Results and Implications

The quantum chemistry calculations revised the predicted formation energies of three Mn-substituted cementite phases in ways that made them thermodynamically accessible under commercially feasible heat treatment conditions, compositions that DFT had predicted to be marginally unstable. Integrating these revised energies into the CALPHAD framework shifted the predicted optimal alloy composition away from the current industrial standard, pointing to three novel Fe-C-Mn formulations with predicted yield strength 12% above the incumbent grade at equivalent carbon content.

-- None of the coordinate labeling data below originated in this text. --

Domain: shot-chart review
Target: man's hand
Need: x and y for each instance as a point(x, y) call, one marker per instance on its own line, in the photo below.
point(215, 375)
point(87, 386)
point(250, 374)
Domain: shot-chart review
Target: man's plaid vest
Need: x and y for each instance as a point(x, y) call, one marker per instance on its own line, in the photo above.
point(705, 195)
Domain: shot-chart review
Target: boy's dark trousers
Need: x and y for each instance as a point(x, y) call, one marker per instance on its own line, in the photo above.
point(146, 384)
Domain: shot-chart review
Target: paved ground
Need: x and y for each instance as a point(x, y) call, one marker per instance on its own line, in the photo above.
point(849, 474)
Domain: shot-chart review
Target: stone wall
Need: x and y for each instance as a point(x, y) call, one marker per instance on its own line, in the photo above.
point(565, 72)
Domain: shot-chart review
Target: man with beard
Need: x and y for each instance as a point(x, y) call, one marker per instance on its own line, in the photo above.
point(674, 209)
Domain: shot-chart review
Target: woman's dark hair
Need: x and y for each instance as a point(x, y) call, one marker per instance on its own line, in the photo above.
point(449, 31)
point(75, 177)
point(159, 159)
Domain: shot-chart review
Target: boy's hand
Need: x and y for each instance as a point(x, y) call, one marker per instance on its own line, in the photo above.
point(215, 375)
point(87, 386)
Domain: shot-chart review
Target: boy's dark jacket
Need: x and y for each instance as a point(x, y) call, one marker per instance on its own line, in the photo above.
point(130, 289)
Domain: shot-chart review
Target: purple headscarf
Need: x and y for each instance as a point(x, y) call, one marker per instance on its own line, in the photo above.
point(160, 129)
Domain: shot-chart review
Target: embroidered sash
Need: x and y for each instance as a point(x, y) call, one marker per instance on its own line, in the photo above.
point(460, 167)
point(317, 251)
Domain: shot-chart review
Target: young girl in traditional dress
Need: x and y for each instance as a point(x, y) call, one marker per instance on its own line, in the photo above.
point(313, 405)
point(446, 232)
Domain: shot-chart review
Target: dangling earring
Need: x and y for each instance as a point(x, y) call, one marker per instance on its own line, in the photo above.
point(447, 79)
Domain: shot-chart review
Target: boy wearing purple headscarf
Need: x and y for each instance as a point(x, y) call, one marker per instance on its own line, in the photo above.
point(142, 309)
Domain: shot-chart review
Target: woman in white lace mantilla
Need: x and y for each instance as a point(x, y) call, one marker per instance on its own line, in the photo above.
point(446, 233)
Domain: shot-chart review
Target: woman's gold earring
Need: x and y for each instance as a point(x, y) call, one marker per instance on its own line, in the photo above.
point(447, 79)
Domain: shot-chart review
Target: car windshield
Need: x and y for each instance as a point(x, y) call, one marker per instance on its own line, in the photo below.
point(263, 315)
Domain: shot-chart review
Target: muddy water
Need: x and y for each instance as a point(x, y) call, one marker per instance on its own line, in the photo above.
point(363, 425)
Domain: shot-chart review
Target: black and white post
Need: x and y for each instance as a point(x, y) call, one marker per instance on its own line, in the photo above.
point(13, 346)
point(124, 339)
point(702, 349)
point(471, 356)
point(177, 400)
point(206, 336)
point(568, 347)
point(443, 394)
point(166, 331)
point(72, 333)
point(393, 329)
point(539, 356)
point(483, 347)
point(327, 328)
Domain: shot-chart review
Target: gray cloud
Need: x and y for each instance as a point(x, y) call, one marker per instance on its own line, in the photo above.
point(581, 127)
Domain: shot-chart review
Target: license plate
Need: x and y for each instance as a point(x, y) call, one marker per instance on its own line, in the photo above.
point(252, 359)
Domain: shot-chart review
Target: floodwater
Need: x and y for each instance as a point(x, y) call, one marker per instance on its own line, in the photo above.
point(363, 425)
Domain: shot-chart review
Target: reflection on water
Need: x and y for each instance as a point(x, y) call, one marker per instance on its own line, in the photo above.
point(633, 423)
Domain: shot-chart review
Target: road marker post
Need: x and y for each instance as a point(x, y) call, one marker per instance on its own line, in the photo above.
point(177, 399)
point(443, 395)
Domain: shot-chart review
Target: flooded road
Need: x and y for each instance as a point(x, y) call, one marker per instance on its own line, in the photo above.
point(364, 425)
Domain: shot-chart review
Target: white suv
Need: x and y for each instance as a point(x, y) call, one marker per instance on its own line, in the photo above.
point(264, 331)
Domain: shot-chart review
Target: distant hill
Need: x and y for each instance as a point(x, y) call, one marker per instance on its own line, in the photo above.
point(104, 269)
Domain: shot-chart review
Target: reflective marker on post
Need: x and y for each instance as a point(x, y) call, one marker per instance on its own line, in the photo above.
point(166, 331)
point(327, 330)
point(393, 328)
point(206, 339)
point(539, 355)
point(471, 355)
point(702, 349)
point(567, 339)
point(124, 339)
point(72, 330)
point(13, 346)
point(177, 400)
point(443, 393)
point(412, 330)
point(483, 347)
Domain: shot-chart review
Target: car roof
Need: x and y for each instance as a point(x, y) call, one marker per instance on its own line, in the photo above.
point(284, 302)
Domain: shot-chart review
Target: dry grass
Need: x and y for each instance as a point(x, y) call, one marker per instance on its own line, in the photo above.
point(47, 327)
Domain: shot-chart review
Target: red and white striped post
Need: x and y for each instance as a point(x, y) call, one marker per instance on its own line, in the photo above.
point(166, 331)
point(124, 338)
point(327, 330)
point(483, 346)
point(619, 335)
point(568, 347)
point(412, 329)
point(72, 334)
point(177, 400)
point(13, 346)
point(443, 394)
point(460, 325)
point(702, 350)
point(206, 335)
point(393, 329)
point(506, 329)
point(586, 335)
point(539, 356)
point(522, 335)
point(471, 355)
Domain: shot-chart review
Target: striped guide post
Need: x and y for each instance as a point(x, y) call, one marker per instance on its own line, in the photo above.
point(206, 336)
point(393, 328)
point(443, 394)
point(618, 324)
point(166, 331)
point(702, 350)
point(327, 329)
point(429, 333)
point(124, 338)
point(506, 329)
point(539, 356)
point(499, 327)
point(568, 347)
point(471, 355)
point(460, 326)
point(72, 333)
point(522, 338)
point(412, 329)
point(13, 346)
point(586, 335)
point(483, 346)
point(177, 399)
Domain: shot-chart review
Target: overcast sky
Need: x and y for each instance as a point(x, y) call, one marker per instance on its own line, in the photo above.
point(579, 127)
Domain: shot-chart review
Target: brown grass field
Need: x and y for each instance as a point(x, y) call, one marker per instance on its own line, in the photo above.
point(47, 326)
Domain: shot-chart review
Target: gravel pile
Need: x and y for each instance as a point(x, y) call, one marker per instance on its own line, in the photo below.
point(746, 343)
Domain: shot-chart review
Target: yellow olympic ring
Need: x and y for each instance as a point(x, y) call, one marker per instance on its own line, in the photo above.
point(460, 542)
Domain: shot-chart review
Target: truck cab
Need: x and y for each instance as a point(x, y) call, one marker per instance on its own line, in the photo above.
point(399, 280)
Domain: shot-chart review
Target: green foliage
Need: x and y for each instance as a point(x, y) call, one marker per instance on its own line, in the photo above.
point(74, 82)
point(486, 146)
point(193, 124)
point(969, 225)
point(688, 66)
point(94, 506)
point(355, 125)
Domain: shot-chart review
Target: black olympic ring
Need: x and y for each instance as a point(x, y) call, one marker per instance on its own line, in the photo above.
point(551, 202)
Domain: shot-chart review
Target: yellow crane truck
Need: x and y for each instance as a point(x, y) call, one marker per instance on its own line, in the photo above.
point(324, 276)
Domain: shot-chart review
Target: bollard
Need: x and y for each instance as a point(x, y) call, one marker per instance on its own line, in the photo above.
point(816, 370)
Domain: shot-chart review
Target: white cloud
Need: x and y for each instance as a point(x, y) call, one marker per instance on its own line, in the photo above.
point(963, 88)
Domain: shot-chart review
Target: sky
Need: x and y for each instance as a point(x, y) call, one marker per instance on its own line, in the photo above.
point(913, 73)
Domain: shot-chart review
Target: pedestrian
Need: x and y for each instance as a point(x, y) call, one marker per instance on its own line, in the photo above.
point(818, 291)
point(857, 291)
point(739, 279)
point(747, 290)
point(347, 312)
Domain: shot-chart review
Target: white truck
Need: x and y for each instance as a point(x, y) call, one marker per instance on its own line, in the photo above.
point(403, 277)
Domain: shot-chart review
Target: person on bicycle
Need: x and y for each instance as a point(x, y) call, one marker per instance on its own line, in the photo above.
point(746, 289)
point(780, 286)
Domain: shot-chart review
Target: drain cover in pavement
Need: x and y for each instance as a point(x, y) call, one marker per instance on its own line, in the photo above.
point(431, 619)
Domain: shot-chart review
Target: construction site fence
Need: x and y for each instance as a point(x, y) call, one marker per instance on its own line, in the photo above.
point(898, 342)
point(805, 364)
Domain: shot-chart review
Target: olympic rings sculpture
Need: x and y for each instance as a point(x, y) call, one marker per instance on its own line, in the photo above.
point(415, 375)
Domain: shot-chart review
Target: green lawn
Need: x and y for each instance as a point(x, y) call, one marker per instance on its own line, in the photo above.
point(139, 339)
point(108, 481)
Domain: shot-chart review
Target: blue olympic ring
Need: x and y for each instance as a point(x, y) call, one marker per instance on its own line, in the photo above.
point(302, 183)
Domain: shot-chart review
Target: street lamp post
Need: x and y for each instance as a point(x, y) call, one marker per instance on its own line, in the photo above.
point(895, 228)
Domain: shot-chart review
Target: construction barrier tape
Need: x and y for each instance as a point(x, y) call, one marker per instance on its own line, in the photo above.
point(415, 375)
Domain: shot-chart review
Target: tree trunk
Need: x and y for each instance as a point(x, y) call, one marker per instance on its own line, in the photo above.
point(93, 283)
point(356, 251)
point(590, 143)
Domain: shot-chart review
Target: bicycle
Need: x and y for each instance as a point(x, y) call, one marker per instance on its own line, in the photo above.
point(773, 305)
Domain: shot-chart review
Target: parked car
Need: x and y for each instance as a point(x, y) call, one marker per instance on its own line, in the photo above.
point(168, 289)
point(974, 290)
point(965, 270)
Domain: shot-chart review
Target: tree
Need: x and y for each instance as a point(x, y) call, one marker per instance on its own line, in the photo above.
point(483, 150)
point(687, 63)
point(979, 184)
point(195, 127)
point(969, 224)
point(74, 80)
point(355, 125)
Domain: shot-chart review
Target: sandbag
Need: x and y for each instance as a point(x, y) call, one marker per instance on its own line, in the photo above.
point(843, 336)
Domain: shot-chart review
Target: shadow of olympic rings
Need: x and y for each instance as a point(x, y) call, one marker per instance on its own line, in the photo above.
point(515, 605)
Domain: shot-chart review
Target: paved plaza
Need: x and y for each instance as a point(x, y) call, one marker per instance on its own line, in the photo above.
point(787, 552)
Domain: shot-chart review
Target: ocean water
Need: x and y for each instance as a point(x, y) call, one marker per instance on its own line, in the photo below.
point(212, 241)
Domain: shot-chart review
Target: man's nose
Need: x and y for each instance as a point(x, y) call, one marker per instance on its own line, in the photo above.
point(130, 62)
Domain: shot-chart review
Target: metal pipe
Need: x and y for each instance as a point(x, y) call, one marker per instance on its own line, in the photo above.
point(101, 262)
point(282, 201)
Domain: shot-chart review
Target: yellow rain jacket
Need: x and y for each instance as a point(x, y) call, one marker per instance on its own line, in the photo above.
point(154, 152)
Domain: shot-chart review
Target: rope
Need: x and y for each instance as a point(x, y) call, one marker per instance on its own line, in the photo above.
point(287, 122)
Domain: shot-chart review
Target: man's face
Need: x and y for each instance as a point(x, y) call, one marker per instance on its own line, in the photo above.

All three compositions entered physical synthesis and characterization at ArcelorMittal’s R&D campus in Maizières-les-Metz, France. The metallurgy team produced trial heats in the pilot steelmaking facility and began mechanical testing and electron microscopy characterization. Even if only one of the three candidates validates experimentally, the project will have demonstrated a concrete quantum computing contribution to materials discovery in one of the world’s most important commodity industries. ArcelorMittal’s quantum team is extending the methodology to nitride and boride precipitate phases relevant to its next generation of ultra-high-strength press-hardening steels.